I Am In Deep...

I dated the most wonderful guy last summer. I had been in a ten year long, turmoil-filled relationship prior to meeting him and he showed me th elove and kindness I had never known. He had a really rough life. His dad died when he was 8, his mom was brutally raped and murdered when he was 15 and he came home to it. His aunt and uncle put him in foster care afterwards. When he turned 18, he moved in with his grandmother who has alzheimers and his delinquent younger brother. He started abusing prescription meds and then went to prison for 3 1/2 years for burglary (he was out of his mind on xanax when he commited the crime). I met him shortly after he had been released and we started dating about 4 months later. He was really getting his life together. He had a good job, got his own place, had a car, the whole nine yards. We spent every day together. He was so kind, polite, smart, insightful, adventurous, and understanding.  He made me feel happy, safe, and beautiful. Then a few months later, he started abusing xanax and loritabs again. I tried to be there for him and help him. I tried to make him see that the pills were destroying his life and would only lead him back to where he had just came from. He ate the pills to try to cope with his traumatic past, and while I could understand the need to stop pain, I tried to help him  see that I was there and that there were other avenues to get help. It finally reached the point that his pill habit consumed all he did and he would be in and out of coherency most of the day. I ended up breaking up with him, but we reamained on good terms. This month he got sentenced to 10 yrs in prison for a repeat offense. I sent him a letter because he has noone else and he wrote back, apologizing and saying how grateful that he was that I cared and that I was right about everything and that it meant so much to him that I wrote etc. The thing is.... I still love him. I still care about him. I had taught myself to bury those feelings. Now, they have all resurfaced. We have decided to write back and forth and I feel like I am in over my head. I am scared. While I love him and want to see him through this, I am afraid that my heart will suffer for it and I will get reinvolved and spend 10 yrs of my life waiting for him. I just wish I knew how to love him without getting hurt.

starviolet83 starviolet83
26-30, F
5 Responses Mar 15, 2009

Sweetie...your heart will be a little broken. I'm a recovering addict, and there is hope for him to have a drug free full life. But any time we live someone, whether they're in prison or not, we open ourselves up to being hurt. You said you were able to 'bury' your feelings. Addicts use drugs to do that. We have to learn to feel our feelings. And survive with out numbing out the bad ones. Good luck. He's lucky to have your love.

Yes I know what it feels like to be in deep. Theres no way to make sure you wont get hurt and that is in any relationship. Maybe get him to agree to go to NA with you upon getting out and if he does that will maybe show his intent to stay clean and you could try again.

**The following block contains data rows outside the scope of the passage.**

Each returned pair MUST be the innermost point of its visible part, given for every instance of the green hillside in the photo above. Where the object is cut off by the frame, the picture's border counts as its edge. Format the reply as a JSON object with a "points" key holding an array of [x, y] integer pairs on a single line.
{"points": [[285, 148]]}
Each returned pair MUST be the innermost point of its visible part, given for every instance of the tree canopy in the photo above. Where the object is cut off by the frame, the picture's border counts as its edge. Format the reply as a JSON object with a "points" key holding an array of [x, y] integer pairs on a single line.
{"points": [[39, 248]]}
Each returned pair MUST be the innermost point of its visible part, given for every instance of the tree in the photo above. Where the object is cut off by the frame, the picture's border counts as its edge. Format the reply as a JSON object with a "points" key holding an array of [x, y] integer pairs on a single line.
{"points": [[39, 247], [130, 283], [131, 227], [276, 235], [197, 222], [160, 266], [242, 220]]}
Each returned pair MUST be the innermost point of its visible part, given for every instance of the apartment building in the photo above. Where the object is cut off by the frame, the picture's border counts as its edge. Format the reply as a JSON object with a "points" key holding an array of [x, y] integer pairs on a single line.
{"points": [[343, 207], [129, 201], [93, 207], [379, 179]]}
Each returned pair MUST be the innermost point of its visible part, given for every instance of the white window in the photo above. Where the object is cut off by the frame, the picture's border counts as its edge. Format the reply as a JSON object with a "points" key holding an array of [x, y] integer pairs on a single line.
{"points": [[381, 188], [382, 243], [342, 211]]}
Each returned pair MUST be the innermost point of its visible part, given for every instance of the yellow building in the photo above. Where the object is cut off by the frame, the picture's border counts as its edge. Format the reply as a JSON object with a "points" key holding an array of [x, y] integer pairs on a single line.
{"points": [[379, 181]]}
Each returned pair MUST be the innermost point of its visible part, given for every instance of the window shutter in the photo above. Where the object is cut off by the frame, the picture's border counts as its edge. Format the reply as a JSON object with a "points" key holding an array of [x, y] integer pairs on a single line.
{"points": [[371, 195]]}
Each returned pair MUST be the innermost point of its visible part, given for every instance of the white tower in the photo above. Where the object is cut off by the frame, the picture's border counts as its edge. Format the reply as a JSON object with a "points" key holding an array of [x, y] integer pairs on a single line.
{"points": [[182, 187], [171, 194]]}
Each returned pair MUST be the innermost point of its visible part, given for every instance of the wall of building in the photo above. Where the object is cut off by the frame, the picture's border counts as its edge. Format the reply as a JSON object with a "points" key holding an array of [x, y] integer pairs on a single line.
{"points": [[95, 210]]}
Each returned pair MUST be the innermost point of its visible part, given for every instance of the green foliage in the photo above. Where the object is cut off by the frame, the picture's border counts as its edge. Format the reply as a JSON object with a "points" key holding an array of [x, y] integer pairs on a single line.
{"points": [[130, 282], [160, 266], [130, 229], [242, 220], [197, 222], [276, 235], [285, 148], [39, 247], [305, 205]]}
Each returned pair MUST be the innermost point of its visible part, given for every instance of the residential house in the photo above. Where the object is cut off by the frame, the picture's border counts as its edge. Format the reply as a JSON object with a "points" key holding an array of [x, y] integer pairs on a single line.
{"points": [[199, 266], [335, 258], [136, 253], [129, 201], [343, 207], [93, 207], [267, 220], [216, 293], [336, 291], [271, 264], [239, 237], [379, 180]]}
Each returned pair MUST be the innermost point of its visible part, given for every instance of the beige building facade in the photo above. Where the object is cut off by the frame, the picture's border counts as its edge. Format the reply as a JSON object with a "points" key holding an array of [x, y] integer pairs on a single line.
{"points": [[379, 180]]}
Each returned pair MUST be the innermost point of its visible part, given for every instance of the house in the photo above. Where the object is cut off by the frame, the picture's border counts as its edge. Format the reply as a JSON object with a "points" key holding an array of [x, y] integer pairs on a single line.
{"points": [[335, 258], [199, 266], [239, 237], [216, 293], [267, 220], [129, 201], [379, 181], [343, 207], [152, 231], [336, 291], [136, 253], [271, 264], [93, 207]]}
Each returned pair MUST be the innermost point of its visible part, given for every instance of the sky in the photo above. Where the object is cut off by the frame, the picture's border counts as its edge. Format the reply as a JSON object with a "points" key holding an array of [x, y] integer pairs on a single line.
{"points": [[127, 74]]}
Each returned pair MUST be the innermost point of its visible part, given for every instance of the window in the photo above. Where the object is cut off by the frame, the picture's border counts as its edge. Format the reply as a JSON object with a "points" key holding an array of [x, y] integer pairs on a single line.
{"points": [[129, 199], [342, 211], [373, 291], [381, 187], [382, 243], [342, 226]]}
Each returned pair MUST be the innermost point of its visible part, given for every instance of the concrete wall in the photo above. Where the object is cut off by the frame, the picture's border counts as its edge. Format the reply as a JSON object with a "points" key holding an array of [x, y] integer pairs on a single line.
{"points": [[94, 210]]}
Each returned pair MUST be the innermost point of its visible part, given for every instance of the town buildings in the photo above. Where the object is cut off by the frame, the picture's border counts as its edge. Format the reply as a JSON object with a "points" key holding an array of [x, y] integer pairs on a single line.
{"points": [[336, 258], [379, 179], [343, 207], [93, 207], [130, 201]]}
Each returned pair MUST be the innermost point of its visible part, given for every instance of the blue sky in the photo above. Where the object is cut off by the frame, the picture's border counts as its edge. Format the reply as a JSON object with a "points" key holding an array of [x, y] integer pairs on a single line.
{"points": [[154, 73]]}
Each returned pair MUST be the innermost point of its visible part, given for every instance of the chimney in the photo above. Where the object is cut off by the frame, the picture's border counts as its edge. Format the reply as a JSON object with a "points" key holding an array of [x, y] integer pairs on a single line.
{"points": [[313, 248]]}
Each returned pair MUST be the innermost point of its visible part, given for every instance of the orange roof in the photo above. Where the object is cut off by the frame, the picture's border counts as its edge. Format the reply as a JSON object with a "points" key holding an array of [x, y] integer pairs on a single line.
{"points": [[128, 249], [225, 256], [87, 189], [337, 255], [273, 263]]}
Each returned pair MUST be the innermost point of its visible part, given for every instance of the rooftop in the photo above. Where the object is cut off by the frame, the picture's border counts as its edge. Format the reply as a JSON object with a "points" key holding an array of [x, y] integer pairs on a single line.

Life has no guarantees.

you said "I just wish I knew how to love him without getting hurt." If you love openly and honestly and fearlessly, it's worth the risk of getting hurt, which is something you cannot foresee anyway. And you decide if you are hurt or not...you know? That part will be up to you. I just want to encourage you to be fearless, you can move mountains when you remove fear from the equation. I was left wondering what left you feeling like you were in over your head...just wondering and I hope you keep writing each other.

Thanks for sharing and the encouragement!

i know the feeling. I've tried to "unlove" my guy too, everyone tells me that we're too different and that i should move on...but it's hard when you love the person. Its been close to 13 months since I've last see him and i think i finally have some closure, so what I can tell you is that time does heal all wounds and if you're meant to be with each other you will. Just do you part and take care of you!